Heute waren wir im Zoo. Das Wetter war großartig - kalt und klar. Und ich hatte mich schon das ganze Wochenende auf unseren Auflug gefreut. Leider machte das Kind - sonst großer Zoo-Fan - uns einen kleinen Strich durch die Rechnung und schlief die Nacht mal wieder nicht besonders gut. Dementsprechend war der junge Mann schon vormittags wieder so müde, dass er noch eine Stunde Schlaf nachholen musste. Los ging's gen Allwetterzoo dann erst gegen elf.
Hinzu kam, dass Joris nach dem Schlafen irgendwie ganz durch den Wind war. Sehr nölig, sehr weinerlich. Kommt vor, dachte ich, und wir fuhren trotzdem los.
Im Zoo angekommen ging der Einlass trotz der laufenden "Pay what you want"-Aktion richtig flott. Damit hatte ich gar nicht gerechnet und war sehr positiv überrascht. Ich habe zwar eine Jahreskarte, aber der Gatte musste noch ein Ticket lösen (und einen Fragebogen zur Aktion ausfüllen). Mit Joris im Kinderwagen machten wir uns auf Richtung Westfälisches Pferdemuseum. Dort läuft gerade nämlich die Ausstellung zum Wettbewerb "Wildlife Photographer of the year".
Im Museum konnte das Kind erstmal flitzen und war zum Glück etwas besser drauf. Es gibt für Joris momentan nichts besseres, als neue Umgebungen zu erkunden, sich hinter Wänden zu verstecken und zu versuchen Mama und Papa abzuhängen. So konnte ich mir sogar einigermaßen in Ruhe die tollen Bilder ansehen. Man kann sagen: Eine wirklich schöne Ausstellung. Sehr schöne Naturfotografien von teils ganz jungen Foto-Talenten.

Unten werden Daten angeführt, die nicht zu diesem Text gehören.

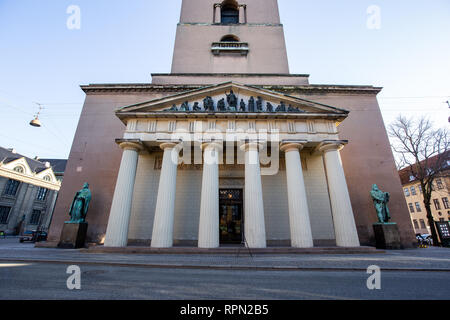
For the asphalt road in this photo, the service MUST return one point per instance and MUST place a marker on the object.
(48, 281)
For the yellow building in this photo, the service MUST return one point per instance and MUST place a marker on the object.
(440, 206)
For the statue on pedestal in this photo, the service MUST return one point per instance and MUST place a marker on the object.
(251, 105)
(221, 105)
(185, 106)
(259, 104)
(208, 104)
(80, 205)
(242, 108)
(232, 101)
(380, 200)
(196, 107)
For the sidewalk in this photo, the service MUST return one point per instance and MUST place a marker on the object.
(429, 259)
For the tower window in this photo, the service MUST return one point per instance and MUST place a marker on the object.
(229, 12)
(230, 38)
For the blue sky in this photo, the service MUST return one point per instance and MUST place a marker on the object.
(42, 61)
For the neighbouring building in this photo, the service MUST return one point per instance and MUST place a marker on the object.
(28, 192)
(440, 206)
(265, 155)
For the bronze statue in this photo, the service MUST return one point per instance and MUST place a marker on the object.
(232, 101)
(208, 104)
(281, 107)
(221, 105)
(174, 108)
(259, 104)
(196, 107)
(80, 205)
(380, 200)
(185, 106)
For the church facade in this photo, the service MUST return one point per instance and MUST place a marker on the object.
(230, 147)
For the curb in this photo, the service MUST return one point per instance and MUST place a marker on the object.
(212, 267)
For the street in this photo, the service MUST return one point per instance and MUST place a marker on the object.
(39, 273)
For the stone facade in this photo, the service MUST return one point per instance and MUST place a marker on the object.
(140, 114)
(28, 191)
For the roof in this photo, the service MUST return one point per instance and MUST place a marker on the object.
(58, 165)
(405, 173)
(7, 155)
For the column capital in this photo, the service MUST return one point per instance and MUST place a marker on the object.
(326, 146)
(168, 145)
(251, 145)
(135, 145)
(212, 144)
(287, 146)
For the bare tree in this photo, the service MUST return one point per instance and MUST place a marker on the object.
(424, 150)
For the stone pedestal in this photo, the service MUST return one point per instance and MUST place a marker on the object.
(387, 236)
(73, 236)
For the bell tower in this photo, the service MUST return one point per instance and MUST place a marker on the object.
(230, 36)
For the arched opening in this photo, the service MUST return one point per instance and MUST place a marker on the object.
(230, 38)
(229, 12)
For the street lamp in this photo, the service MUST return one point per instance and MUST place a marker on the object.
(36, 122)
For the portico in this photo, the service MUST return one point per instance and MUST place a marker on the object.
(250, 150)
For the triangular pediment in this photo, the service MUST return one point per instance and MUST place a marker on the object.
(231, 97)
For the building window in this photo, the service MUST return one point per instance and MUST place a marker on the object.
(19, 169)
(445, 202)
(230, 38)
(422, 224)
(437, 204)
(11, 187)
(4, 213)
(35, 217)
(229, 12)
(42, 194)
(418, 209)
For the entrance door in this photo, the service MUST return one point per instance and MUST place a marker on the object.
(230, 211)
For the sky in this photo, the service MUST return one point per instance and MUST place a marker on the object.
(400, 45)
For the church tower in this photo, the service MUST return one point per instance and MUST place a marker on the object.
(230, 80)
(230, 36)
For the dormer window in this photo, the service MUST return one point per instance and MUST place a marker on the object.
(19, 169)
(229, 12)
(230, 38)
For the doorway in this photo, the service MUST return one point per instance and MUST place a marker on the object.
(231, 223)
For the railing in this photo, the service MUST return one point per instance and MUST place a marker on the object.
(230, 47)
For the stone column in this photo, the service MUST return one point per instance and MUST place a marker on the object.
(254, 225)
(162, 235)
(119, 216)
(208, 232)
(344, 221)
(217, 13)
(300, 225)
(242, 14)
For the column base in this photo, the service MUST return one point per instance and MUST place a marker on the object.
(73, 236)
(387, 236)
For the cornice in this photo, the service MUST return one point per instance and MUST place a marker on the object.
(306, 89)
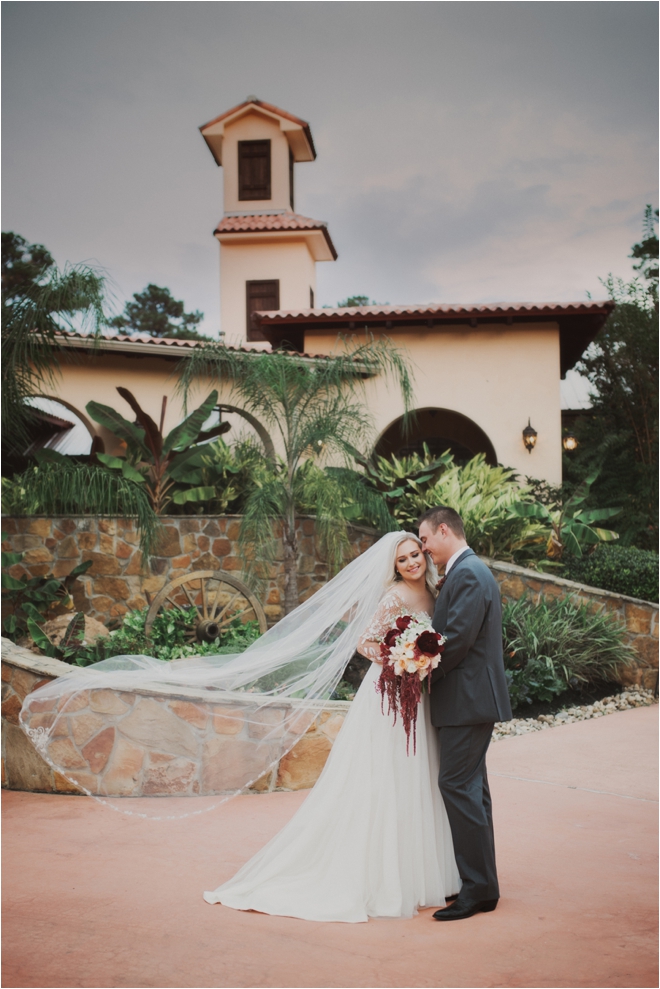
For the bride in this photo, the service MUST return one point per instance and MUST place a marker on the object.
(372, 839)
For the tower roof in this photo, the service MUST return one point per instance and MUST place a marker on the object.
(319, 238)
(296, 131)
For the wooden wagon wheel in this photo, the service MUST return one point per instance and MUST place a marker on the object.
(218, 599)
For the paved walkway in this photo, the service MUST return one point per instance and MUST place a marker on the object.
(97, 899)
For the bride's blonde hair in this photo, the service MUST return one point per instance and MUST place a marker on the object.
(431, 576)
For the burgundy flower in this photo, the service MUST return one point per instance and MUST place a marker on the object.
(427, 642)
(392, 636)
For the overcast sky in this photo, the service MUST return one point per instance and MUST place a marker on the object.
(467, 152)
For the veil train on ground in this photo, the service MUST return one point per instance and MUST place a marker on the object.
(135, 727)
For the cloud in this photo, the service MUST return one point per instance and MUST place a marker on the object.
(467, 151)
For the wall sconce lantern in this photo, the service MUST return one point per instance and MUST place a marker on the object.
(529, 436)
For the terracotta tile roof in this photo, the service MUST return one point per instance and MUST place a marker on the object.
(579, 322)
(272, 109)
(141, 341)
(311, 316)
(273, 221)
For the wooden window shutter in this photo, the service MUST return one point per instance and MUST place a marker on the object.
(254, 170)
(260, 297)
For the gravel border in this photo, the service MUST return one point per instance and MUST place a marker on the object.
(627, 699)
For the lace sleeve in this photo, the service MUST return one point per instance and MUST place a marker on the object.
(389, 609)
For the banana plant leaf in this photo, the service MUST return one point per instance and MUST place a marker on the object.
(41, 639)
(205, 493)
(187, 431)
(606, 535)
(152, 434)
(531, 510)
(112, 420)
(597, 515)
(10, 583)
(118, 463)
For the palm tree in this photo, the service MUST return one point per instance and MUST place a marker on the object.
(33, 318)
(316, 408)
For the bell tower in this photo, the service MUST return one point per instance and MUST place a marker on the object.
(268, 252)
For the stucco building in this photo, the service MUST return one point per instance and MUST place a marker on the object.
(482, 372)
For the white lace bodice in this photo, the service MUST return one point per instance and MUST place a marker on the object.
(390, 608)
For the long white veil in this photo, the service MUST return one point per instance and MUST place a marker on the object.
(134, 726)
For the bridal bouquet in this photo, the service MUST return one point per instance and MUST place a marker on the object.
(411, 651)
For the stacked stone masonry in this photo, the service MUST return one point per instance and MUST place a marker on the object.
(119, 581)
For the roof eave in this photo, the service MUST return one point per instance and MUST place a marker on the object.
(578, 323)
(308, 234)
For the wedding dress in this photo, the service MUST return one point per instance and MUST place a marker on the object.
(372, 839)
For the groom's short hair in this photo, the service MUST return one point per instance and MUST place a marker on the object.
(442, 513)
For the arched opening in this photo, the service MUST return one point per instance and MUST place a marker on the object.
(440, 429)
(60, 426)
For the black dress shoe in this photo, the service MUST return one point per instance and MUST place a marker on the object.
(459, 911)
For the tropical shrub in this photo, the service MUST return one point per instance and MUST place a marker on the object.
(58, 485)
(551, 646)
(317, 410)
(222, 477)
(154, 459)
(569, 527)
(482, 495)
(401, 482)
(38, 303)
(167, 640)
(621, 569)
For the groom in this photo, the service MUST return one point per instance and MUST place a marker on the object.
(468, 695)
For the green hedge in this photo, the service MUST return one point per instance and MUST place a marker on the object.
(553, 646)
(622, 569)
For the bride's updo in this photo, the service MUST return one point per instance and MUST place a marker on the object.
(394, 575)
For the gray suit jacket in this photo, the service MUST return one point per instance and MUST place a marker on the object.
(469, 686)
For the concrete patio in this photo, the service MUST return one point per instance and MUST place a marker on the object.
(95, 898)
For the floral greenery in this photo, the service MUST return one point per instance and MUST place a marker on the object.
(622, 569)
(168, 638)
(552, 646)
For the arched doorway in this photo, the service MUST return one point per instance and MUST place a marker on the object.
(440, 429)
(70, 432)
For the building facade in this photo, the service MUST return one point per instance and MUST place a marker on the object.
(482, 373)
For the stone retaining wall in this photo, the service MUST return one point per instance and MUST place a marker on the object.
(117, 760)
(640, 617)
(118, 581)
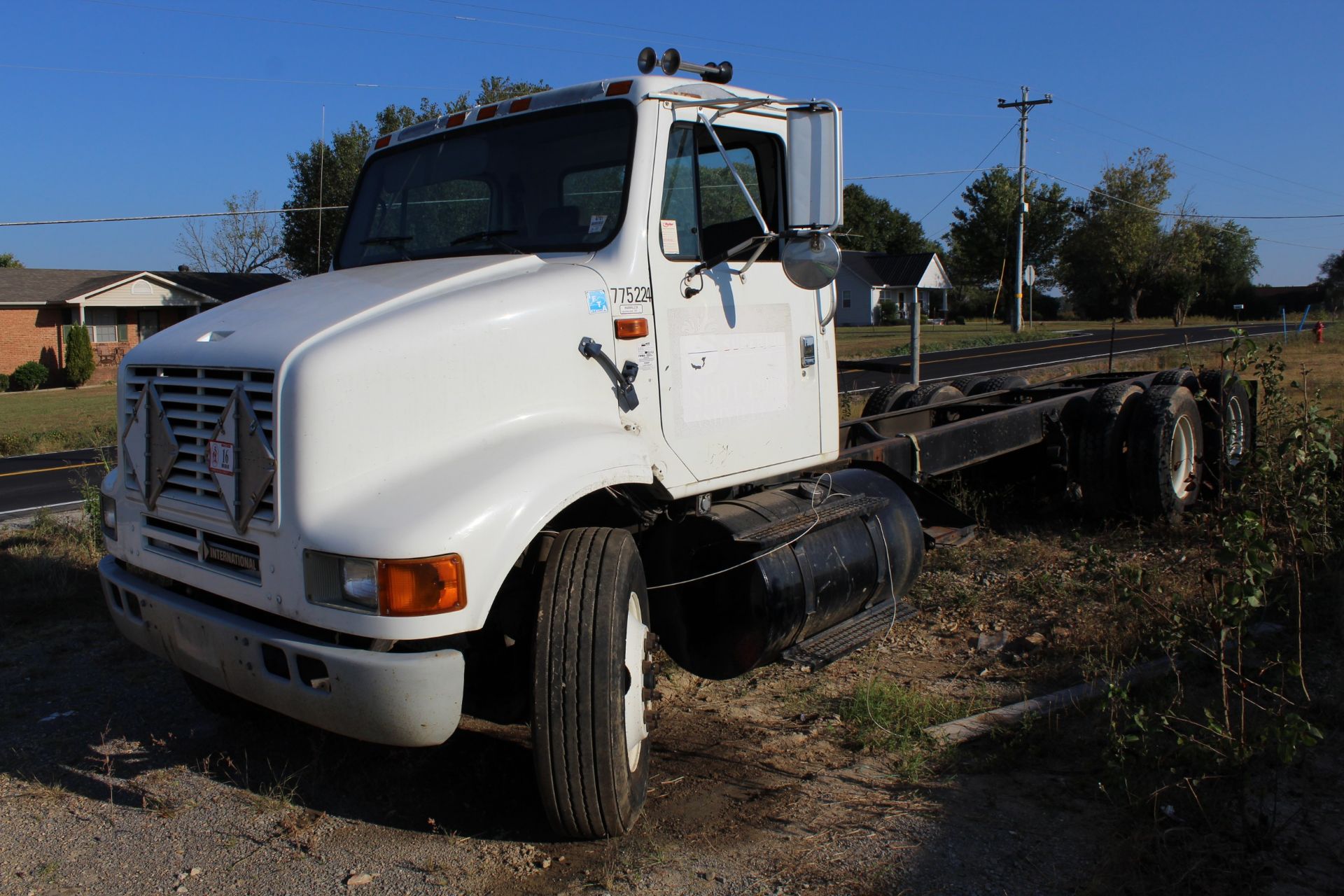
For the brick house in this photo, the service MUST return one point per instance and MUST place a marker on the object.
(120, 308)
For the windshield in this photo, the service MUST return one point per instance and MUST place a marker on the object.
(538, 183)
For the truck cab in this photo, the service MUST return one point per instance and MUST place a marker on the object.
(428, 479)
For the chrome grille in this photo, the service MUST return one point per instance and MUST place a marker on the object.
(192, 399)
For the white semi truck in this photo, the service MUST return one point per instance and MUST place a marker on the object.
(570, 382)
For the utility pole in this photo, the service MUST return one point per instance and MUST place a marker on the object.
(1022, 106)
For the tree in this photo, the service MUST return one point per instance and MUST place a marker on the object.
(245, 242)
(324, 174)
(983, 234)
(1110, 255)
(1332, 281)
(874, 225)
(78, 355)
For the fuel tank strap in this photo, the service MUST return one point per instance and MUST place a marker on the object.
(825, 514)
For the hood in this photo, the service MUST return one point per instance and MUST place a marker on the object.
(262, 330)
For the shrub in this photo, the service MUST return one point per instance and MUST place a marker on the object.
(78, 356)
(29, 377)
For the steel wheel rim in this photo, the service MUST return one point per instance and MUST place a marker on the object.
(1234, 431)
(636, 636)
(1183, 457)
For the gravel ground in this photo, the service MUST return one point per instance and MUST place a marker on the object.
(113, 780)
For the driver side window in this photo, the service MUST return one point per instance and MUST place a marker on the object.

Gestört hat mich allerdings, dass die Bilder teils nicht besonders gut aufgelöst gedruckt worden sind. Da wirkte manch Bild im Internet spektakulärer :-(
Nichtsdestotrotz kann man sich von den Motiven schon begeistern lassen und da die Ausstellung kostenlos besucht werden kann, lohnt es sich auf jeden Fall, mal vorbeizuschauen.
Weiter ging es für uns dann Richtung Streichelzoo. Ziegenstreicheln findet das Kind immer toll. Nach einer kleinen Pause in der Flammerie mit Flammkuchen für die Großen und nur etwas Banane für den Kleinen sind wir weiter zu den Elefanten. Joris indes wurde allerdings immer stiller und stiller, wollte gar nicht laufen, nichts essen (höchst verdächtig) und erst recht nichts trinken. Giraffen, Elefanten und Zebras entlockten ihm wohl mal ein Lächeln, aber irgendwie war der Wurm drin.
Und so beendeten wir unseren kleinen Familien-Ausflug recht bald, machten nur noch kurz eine Wickelpause und schoben mit einem Schwenk durchs Aquarium Richtung Ausgang.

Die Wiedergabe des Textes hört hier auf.